Through the learning and use of building documentation techniques, the course aims to record, document, analyse and interpret buildings as architectural works, which are approached as embodied examples of synthetic values that relate to the intentions of the creator, the spirit of the time, the compositional and aesthetic choices and the way of their overall constitution, as they are differentiated in each work.
Through the learning and use of building documentation techniques, the course aims to record, document, analyse and interpret buildings as architectural works, which are approached as embodied examples of synthetic values that relate to the intentions of the creator, the spirit of the time, the compositional and aesthetic choices and the way of their overall constitution, as they are differentiated in each work.

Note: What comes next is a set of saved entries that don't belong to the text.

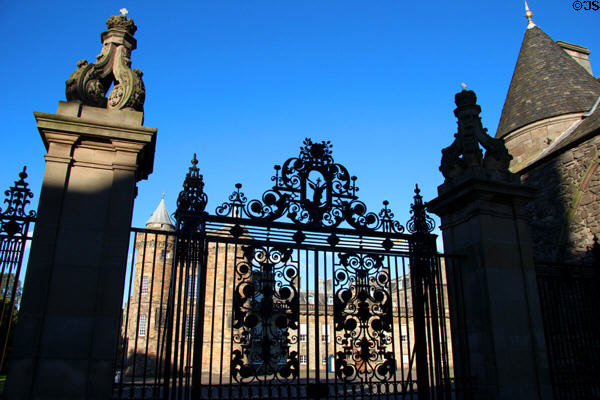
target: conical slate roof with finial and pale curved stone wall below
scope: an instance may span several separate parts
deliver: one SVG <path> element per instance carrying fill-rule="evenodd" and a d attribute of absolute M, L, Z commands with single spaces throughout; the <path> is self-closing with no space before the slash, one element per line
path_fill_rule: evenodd
<path fill-rule="evenodd" d="M 554 42 L 531 21 L 531 15 L 527 10 L 529 24 L 496 132 L 513 156 L 513 172 L 545 157 L 570 136 L 600 96 L 600 82 L 591 75 L 589 50 Z"/>

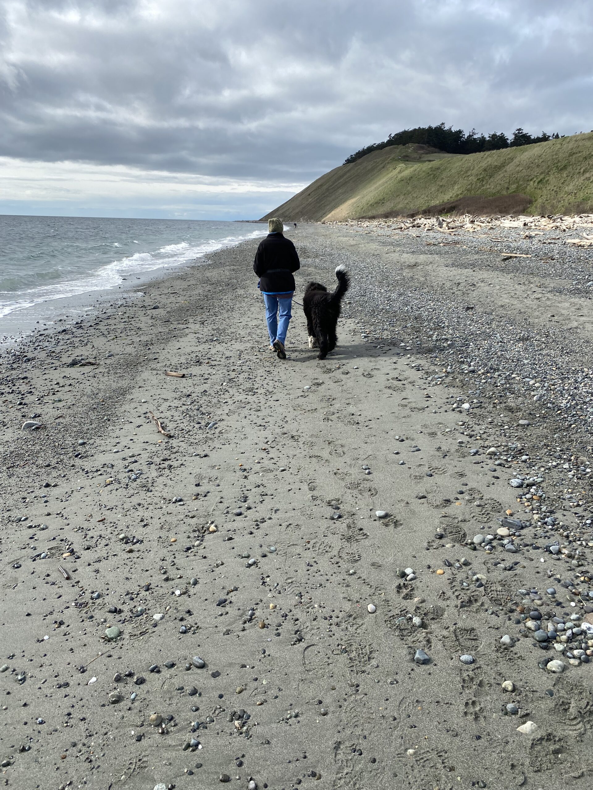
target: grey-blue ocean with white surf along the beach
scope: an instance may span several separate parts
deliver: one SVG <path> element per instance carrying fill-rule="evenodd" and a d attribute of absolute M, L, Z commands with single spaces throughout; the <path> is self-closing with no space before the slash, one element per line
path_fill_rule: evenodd
<path fill-rule="evenodd" d="M 0 343 L 102 294 L 266 235 L 266 225 L 0 215 Z"/>

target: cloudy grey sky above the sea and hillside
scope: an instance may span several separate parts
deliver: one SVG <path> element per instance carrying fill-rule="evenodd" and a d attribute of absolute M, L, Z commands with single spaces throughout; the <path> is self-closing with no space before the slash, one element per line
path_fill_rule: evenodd
<path fill-rule="evenodd" d="M 593 130 L 591 0 L 0 0 L 0 213 L 255 219 L 388 134 Z"/>

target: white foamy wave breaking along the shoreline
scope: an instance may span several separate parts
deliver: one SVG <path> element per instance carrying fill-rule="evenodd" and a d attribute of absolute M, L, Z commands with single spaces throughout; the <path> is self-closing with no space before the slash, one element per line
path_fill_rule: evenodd
<path fill-rule="evenodd" d="M 108 291 L 117 288 L 124 280 L 134 274 L 153 272 L 157 269 L 172 269 L 176 266 L 187 264 L 204 255 L 225 247 L 236 246 L 249 239 L 256 239 L 266 235 L 263 231 L 251 231 L 247 235 L 226 236 L 224 239 L 210 239 L 196 246 L 191 246 L 187 242 L 167 244 L 159 247 L 153 252 L 138 252 L 126 258 L 120 258 L 106 265 L 100 266 L 94 272 L 89 272 L 83 277 L 74 280 L 63 280 L 62 282 L 41 285 L 36 288 L 28 288 L 15 293 L 9 302 L 0 300 L 0 318 L 34 307 L 36 304 L 50 302 L 55 299 L 64 299 L 94 291 Z M 113 246 L 119 246 L 114 244 Z"/>

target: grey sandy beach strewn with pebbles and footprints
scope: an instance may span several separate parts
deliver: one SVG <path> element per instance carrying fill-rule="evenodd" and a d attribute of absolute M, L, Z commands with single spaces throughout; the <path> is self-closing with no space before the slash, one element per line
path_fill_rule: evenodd
<path fill-rule="evenodd" d="M 593 250 L 474 235 L 299 226 L 323 362 L 257 240 L 0 357 L 6 786 L 590 787 Z"/>

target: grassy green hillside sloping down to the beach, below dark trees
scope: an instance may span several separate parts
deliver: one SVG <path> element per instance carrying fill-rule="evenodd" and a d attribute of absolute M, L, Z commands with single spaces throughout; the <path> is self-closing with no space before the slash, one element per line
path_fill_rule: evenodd
<path fill-rule="evenodd" d="M 507 213 L 513 201 L 493 199 L 501 196 L 516 197 L 523 213 L 593 211 L 593 133 L 469 155 L 392 146 L 336 167 L 263 219 L 346 220 L 465 204 Z"/>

Through geometric representations and representations, an attempt is made to depict the work as an architectural composition, as a way of constituting and formally expressing the architectural knowledge it contains.
The course has a synthetic character as it approaches building works as architectural creations, aiming at the formation of the students’ architectural gaze through a reverse synthetic view, from the measurable characteristics to the conceptual constitution of the work.
The scope of the course concerns representative works of the Greek architectural tradition (from neoclassicism to modernism, including buildings of industrial and craft use) and is conducted through field measurements and personal involvement of students with the architectural works, so that they become familiar with them as materials, as textures, as modes of structure and as significant architectural forms in their environment.